Je fais de nouvelles rencontres et l’aventure Petit Biscuit me rend très heureux. Mais comme je suis quelqu’un de super discret, je ne me vante de rien, je préfère que les autres remarquent d’eux-même. Je n’en ai limite pas parlé à ma mère…
Tu penses avoir trouvé ton style ?
Le but d’un producteur c’est toujours d’apporter un renouvellement. Je me définis pas une patte particulière, une soupe qui fait que mes titres sonnent comme mes titres. J’ai déjà évolué dans l’EP par rapport à mes anciennes tracks vers quelque chose de plus moi, de plus sauvage par moments. Par la suite si je sors un album, j’évoluerai encore, sinon je me ferai chier en studio.
« C’est la dernière compo qui m’a vraiment foutu une claque »
Comment ça se passe la compo d’un morceau ?
Je vis plein de trucs, j’ai 16 ans, c’est l’âge où t’es en pleine phase de découverte du monde. Je fais le plein de tout ça et ensuite je vais me poser en studio, parfois 3 jours complets, et j’essaie de faire parler mes émotions en musique.
Mais avec toutes ces choses différentes que tu vis maintenant que tu connais un certain succès, tu n’as pas peur de t’éloigner de ce qui faisait le charme du gamin dans sa chambre ?

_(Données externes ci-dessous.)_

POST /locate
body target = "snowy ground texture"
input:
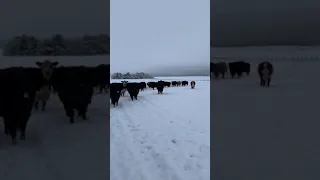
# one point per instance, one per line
(162, 137)
(267, 133)
(54, 149)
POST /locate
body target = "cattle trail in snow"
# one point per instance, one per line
(162, 136)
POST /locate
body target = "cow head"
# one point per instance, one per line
(124, 83)
(47, 68)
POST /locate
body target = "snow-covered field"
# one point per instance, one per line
(267, 133)
(54, 149)
(162, 137)
(270, 53)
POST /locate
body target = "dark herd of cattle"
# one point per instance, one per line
(23, 87)
(119, 89)
(238, 68)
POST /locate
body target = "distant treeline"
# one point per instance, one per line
(58, 45)
(138, 75)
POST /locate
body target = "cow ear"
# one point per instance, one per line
(39, 64)
(54, 64)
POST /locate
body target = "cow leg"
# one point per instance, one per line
(36, 105)
(23, 126)
(268, 82)
(69, 112)
(44, 102)
(11, 128)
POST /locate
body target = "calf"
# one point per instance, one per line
(143, 85)
(74, 86)
(193, 84)
(167, 84)
(115, 93)
(160, 87)
(174, 83)
(265, 71)
(152, 85)
(124, 89)
(17, 93)
(184, 83)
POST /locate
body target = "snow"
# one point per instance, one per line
(162, 136)
(270, 53)
(267, 133)
(54, 149)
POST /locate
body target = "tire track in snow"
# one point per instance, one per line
(153, 161)
(126, 167)
(191, 156)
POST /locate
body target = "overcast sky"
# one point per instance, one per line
(46, 17)
(246, 22)
(154, 36)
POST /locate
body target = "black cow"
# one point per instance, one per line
(143, 85)
(193, 84)
(265, 71)
(239, 67)
(167, 84)
(152, 85)
(115, 93)
(18, 89)
(184, 83)
(133, 90)
(160, 87)
(174, 83)
(75, 88)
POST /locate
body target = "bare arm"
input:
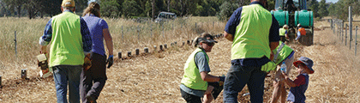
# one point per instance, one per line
(289, 81)
(228, 36)
(209, 78)
(108, 41)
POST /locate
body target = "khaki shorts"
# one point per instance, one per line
(289, 63)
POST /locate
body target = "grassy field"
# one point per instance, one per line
(156, 78)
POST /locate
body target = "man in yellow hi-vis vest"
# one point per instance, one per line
(254, 33)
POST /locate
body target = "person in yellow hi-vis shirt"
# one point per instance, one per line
(283, 54)
(71, 43)
(196, 82)
(254, 33)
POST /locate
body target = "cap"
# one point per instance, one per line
(307, 61)
(68, 3)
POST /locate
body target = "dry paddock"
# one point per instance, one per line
(156, 78)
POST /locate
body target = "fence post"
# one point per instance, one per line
(341, 31)
(350, 25)
(15, 45)
(163, 30)
(346, 33)
(138, 30)
(151, 31)
(122, 33)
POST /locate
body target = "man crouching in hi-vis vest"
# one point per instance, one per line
(254, 33)
(196, 82)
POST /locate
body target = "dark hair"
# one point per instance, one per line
(200, 38)
(93, 8)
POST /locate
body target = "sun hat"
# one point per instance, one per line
(299, 25)
(307, 61)
(68, 3)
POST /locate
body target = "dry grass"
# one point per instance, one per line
(156, 78)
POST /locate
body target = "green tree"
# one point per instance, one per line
(109, 8)
(17, 4)
(322, 9)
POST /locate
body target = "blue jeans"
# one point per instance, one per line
(64, 75)
(236, 79)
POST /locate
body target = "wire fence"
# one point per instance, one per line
(344, 31)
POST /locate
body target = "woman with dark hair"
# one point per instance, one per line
(196, 82)
(94, 78)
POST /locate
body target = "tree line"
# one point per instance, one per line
(340, 9)
(150, 8)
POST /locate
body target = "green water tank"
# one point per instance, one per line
(304, 17)
(281, 16)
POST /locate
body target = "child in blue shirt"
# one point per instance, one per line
(300, 84)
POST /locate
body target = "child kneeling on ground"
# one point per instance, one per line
(300, 84)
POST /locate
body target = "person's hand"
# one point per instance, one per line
(110, 60)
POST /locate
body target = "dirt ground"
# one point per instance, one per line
(156, 78)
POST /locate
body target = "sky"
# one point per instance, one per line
(333, 1)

En soi mon projet est super humain. Si j’arrive à captiver mon public, même si le vécu devient différent, la personnalité reste, et ça restera intéressant à suivre. Je reste quelqu’un de super simple, et j’espère que si je vais plus loin, tout ça ne me changera pas.
Tu as quand même du développer une certaine ambition non ?
Carrément. Quand j’ai commencé à voir les réactions, sans m’emballer, je me suis dit que je pouvais le faire. Tu deviens de plus en plus motivé, tu découvres le monde musical, tu vois qu’il y a plein de trucs à vivre au delà de la composition. Tu peux aller faire de la scène au delà du simple DJ, ramener des instruments sur scène…
Ce que tu fais déjà.
Ouais. J’ai quatre tambours sur scène, ma guitare, un sampler pour les voix. C’est pour que les gens découvrent l’envers du décor tout en découvrant la dynamique que j’essaie d’apporter sur mes morceaux.
C’est qui ton public ?
Selon ce que je peux voir sur internet et maintenant sur scène : une majorité de 15-20 ans, avec peut-être un peu plus de filles (rires).
C’est quoi la suite ?
L’EP est déjà un bel aboutissement pour moi. Je sortais pas mal de singles comme ça, et là c’est un objet physique, que je vais pouvoir tenir entre les mains. Je compte aller plus loin sur mon live, faire quelque chose de toujours plus surprenant. Je sais que je vais vouloir sortir un album après l’EP, parce que je veux toujours aller le plus loin possible avec Petit Biscuit.